Рафаэль больше не мог слушать. Его сердце бешено колотилось в груди, и он поспешил в свою комнату, стараясь вести себя достаточно тихо, чтобы не привлекать к себе внимания.
Последнее, что ему было нужно после того, как он услышал такие слова от отца, — это ссора. И что он вообще мог сказать?
Что, возможно, его отец был прав.
Рафаэль не должен был выжить в ту ночь.
В глубине души он знал это, возможно, даже желал этого. Но он также понимал, что смерть — это легкий выход, выход труса.
Возможно, он и раньше проявлял трусость, когда не мог принять решение относительно своего брата. Но он больше не собирался жить как подобный человек. Он собирался встретить жизнь и свои ошибки с высоко поднятой головой.
Это не означало, что слова отца не... ранили его.
Это было так.
Они ранили его изнутри, как ничто другое до этого не ранило — даже травля или ужасные оскорбления, которые он был вынужден выслушивать ежедневно.
Его собственный отец хотел его смерти. Он просто не смог выполнить свою работу.
До этого момента Рафаэль не понимал, как его состояние повлияло на семью. И когда он закрылся в своей комнате, сполз на пол и стал наблюдать за игрой теней на стене, он не мог не задаться вопросом, почему жизнь такая тяжелая.
Почему люди так поверхностны и погружены в себя?
Он предположил, что теперь мог бы добавить еще одного человека, который отвернулся от него в самый неподходящий момент.
В такие моменты ему хотелось перестать существовать — просто стереть себя из чьих-либо мыслей. Он держал пари, что они были бы намного счастливее, если бы его существование не омрачало их жизнь.
Его брат Микеле. Его бывшие друзья, которые никогда не были ему настоящими друзьями. Его отец.
И даже его мать. Несмотря на то, что она продолжала поддерживать его, Рафаэль не обманывал себя, думая, что это навсегда. В конце концов, она поймет, что его дело действительно безнадежно, и он ничего не сможет сделать, чтобы предотвратить это, по крайней мере, пока будет придерживаться своей клятвы.

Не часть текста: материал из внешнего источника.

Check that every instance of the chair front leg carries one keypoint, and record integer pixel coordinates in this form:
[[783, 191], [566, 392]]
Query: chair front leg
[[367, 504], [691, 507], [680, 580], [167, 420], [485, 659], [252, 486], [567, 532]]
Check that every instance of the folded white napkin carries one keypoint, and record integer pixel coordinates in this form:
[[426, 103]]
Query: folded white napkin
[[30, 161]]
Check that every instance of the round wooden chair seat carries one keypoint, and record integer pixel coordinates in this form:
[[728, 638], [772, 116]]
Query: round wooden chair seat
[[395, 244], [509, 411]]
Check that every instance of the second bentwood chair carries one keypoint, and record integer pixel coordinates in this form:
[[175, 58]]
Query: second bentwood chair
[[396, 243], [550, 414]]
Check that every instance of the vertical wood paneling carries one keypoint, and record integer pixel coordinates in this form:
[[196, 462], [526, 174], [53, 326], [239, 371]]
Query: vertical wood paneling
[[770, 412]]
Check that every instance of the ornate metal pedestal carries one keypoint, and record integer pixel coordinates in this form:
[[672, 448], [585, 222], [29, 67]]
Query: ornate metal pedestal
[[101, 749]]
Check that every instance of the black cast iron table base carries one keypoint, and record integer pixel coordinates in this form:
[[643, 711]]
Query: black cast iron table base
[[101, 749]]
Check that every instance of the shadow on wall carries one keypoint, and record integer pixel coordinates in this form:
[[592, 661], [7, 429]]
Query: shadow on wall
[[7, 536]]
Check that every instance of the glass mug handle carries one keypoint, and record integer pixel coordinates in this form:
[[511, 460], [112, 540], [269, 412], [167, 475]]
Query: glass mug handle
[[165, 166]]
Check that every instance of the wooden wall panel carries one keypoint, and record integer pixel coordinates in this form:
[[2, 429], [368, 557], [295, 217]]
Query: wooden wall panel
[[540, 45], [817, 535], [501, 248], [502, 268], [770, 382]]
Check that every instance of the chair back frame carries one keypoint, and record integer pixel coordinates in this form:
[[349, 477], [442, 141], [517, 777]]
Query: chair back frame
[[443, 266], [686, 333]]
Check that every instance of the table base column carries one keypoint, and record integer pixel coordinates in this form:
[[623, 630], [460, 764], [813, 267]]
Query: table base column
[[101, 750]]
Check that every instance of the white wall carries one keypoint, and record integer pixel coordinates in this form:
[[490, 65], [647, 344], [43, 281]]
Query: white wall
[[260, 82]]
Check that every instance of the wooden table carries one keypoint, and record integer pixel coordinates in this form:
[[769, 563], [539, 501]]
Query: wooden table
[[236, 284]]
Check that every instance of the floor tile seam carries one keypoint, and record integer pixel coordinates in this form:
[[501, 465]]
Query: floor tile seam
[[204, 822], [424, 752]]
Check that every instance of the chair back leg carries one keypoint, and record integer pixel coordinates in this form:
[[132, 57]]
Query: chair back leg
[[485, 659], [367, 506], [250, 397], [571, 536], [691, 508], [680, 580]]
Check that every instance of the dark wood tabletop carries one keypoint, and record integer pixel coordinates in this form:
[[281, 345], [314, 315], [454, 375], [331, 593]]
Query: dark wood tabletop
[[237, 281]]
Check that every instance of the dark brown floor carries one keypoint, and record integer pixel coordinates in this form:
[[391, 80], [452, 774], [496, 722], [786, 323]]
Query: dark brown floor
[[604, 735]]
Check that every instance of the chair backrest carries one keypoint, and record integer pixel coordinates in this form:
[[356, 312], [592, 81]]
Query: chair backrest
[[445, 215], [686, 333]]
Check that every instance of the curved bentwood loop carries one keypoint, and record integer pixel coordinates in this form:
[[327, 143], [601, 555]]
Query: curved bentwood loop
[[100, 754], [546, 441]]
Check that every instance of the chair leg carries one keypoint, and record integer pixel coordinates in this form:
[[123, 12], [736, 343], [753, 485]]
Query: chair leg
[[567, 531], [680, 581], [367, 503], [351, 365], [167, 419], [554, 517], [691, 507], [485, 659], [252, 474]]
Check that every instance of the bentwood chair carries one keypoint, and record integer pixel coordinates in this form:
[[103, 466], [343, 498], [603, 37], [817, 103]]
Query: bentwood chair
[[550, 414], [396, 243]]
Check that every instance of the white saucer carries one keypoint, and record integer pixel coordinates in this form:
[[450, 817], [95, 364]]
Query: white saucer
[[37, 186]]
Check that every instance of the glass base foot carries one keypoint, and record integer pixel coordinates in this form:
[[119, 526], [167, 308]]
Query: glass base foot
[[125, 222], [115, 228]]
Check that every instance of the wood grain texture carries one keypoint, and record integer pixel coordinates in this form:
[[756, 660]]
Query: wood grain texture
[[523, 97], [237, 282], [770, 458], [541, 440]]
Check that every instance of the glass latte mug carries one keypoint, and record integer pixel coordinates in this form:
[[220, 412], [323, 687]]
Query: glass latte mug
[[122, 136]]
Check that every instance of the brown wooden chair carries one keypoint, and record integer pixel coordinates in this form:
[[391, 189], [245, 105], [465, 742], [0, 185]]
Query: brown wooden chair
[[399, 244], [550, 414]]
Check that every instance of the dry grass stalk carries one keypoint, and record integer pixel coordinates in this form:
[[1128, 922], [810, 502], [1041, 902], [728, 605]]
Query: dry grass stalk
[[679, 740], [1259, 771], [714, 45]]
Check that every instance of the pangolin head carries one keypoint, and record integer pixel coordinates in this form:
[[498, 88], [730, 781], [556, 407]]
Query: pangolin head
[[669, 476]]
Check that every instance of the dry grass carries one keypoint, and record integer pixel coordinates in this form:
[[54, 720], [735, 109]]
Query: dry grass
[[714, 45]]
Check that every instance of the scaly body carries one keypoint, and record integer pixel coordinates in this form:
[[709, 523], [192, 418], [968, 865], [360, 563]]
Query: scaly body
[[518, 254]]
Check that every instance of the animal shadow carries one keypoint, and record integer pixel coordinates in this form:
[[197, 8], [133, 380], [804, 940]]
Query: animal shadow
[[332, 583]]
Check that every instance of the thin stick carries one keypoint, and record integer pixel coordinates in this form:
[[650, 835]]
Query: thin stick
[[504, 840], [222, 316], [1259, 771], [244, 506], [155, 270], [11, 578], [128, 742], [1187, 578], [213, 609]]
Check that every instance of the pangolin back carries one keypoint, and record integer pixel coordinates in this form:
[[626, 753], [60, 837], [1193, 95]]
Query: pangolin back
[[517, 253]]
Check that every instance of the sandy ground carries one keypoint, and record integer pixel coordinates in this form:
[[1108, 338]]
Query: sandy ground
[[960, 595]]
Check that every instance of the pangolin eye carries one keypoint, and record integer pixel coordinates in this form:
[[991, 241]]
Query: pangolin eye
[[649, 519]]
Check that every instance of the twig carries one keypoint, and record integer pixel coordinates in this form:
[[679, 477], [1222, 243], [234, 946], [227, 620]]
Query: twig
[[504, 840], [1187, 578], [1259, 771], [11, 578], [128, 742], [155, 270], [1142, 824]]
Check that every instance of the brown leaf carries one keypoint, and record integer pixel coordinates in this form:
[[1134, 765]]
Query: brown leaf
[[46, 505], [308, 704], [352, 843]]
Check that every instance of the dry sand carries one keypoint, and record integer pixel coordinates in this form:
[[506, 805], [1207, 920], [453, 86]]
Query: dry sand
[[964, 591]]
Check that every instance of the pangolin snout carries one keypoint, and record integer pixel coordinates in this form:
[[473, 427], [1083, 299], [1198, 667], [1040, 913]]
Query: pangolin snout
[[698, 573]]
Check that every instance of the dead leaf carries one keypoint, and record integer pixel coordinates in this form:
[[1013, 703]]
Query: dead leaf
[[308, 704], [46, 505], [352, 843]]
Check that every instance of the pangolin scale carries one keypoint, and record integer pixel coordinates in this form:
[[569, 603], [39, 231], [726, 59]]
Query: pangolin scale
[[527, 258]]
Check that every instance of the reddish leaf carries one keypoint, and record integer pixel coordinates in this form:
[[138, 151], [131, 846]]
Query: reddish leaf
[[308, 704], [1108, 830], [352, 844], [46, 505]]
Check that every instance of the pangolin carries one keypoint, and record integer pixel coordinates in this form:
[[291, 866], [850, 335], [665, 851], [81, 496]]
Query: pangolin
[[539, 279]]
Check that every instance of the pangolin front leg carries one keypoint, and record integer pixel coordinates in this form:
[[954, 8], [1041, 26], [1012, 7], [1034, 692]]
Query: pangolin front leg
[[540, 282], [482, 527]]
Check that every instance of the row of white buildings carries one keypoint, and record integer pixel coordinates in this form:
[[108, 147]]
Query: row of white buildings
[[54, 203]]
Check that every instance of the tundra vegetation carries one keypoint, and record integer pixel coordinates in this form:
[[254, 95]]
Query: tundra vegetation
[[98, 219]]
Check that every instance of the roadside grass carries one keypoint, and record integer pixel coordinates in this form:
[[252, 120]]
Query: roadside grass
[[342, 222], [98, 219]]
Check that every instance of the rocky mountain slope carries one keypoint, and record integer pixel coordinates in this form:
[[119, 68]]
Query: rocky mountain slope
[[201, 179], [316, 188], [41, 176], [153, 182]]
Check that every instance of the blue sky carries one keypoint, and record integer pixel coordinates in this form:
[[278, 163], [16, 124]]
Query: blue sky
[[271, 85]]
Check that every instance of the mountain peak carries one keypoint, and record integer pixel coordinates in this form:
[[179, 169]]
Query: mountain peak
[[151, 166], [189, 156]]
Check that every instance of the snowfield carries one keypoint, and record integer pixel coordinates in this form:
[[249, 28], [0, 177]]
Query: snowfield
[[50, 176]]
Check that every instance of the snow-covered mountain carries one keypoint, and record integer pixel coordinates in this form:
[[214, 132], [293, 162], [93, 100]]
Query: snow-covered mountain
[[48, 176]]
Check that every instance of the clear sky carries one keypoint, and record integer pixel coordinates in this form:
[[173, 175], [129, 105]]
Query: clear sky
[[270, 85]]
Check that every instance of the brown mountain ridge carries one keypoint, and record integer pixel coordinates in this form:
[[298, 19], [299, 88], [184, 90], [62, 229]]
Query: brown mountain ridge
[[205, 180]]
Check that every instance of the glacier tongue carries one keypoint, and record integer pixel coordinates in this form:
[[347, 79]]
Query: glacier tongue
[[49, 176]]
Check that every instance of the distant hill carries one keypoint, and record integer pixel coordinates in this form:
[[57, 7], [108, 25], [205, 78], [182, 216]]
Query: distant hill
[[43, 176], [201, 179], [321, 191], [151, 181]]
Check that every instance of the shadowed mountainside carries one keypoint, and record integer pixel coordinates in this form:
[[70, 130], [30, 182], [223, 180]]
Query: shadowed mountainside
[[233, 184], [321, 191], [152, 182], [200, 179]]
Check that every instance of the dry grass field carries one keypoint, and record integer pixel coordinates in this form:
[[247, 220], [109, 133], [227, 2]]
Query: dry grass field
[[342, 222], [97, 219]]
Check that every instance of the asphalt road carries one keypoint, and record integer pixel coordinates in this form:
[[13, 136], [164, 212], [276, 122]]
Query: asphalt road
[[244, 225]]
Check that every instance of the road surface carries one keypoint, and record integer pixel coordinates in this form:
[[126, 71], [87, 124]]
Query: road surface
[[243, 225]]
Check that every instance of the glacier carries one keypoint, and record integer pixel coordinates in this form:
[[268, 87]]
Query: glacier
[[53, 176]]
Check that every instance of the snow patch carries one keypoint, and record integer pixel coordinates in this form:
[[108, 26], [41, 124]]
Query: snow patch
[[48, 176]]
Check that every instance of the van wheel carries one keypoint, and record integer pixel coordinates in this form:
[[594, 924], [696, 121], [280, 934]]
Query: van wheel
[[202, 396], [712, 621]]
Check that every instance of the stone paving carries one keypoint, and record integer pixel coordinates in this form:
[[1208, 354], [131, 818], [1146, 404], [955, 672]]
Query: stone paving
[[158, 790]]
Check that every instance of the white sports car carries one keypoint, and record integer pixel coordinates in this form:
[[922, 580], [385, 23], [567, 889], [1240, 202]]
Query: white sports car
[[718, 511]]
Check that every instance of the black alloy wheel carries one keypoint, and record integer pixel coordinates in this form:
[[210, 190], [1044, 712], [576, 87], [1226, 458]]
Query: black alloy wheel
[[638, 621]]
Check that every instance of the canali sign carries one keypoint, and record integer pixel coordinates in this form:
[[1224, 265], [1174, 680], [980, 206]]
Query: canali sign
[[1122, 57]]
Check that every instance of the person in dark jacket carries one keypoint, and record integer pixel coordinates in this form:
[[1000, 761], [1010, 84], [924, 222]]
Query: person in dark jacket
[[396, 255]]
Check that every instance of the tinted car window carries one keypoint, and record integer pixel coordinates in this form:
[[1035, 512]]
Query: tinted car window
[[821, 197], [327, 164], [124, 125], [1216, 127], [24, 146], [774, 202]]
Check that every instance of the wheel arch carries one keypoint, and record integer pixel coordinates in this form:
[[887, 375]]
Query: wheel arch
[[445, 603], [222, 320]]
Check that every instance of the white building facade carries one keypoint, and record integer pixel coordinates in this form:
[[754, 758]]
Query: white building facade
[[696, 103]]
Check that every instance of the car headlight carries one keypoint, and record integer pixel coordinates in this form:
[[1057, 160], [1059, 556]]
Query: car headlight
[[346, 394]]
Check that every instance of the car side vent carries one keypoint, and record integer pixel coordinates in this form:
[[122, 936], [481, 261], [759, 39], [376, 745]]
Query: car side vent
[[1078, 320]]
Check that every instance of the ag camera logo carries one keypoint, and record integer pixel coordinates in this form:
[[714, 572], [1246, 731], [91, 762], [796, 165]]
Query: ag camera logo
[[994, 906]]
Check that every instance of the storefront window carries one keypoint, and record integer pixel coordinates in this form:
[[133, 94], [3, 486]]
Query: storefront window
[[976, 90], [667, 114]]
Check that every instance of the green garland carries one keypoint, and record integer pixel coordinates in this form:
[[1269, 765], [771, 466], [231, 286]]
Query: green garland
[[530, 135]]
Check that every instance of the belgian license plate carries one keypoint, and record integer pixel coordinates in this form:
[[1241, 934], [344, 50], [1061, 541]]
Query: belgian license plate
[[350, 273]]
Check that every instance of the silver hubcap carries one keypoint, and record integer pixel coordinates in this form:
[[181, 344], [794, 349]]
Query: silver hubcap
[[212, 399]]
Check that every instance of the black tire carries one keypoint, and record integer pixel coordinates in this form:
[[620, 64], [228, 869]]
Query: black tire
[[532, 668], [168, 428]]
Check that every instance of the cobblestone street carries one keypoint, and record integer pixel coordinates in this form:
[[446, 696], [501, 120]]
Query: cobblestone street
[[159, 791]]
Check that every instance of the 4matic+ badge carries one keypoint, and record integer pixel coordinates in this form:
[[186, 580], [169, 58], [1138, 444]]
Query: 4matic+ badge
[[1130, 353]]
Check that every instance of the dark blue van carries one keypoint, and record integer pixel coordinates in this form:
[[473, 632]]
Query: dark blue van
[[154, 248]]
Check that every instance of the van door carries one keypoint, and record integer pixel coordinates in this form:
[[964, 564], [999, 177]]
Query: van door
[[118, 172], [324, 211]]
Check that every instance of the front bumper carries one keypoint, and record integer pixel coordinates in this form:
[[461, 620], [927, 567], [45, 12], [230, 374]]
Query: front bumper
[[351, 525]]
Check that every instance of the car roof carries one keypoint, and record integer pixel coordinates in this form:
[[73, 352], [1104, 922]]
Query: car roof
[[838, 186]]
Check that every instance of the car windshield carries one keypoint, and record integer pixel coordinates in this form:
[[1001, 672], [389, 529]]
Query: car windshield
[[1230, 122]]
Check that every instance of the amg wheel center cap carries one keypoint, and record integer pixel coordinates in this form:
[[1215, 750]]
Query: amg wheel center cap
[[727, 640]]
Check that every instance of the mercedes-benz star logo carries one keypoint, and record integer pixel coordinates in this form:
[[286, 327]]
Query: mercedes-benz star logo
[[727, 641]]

В ту ночь, когда он ложился спать, слова отца не выходили у него из головы, причиняя ему все большую боль.
Хотя поначалу он пытался объяснить чувства Бенедикто рациональным образом — что любой стал бы смеяться над тем, что у него есть такой ребенок, — в конце концов он потерял всякий смысл из-за закипающего гнева.
Рафаэль был ребенком Бенедикто. Его ребенком. Как он мог подумать о том, чтобы убить своего родного человека? Человека, которого он растил с младенчества?
Он не мог понять, как кто-то мог совершить нечто столь ужасное, ни делом, ни мыслью.
Если бы у Рафаэля когда-нибудь был ребенок, он знал, что никогда не был бы способен на что-то подобное. Черт возьми, он не смог бы этого сделать даже против своих обидчиков и людей, которые хотели причинить ему боль. Но действовать против собственного ребенка?
Он не мог представить себе ничего более нелепого.
Гнев не угас, и на следующий день в школе он грозил выплеснуться наружу.
Хотя он и получил небольшую отсрочку от своих хулиганов, казалось, они были готовы продолжить с того места, с которого начали.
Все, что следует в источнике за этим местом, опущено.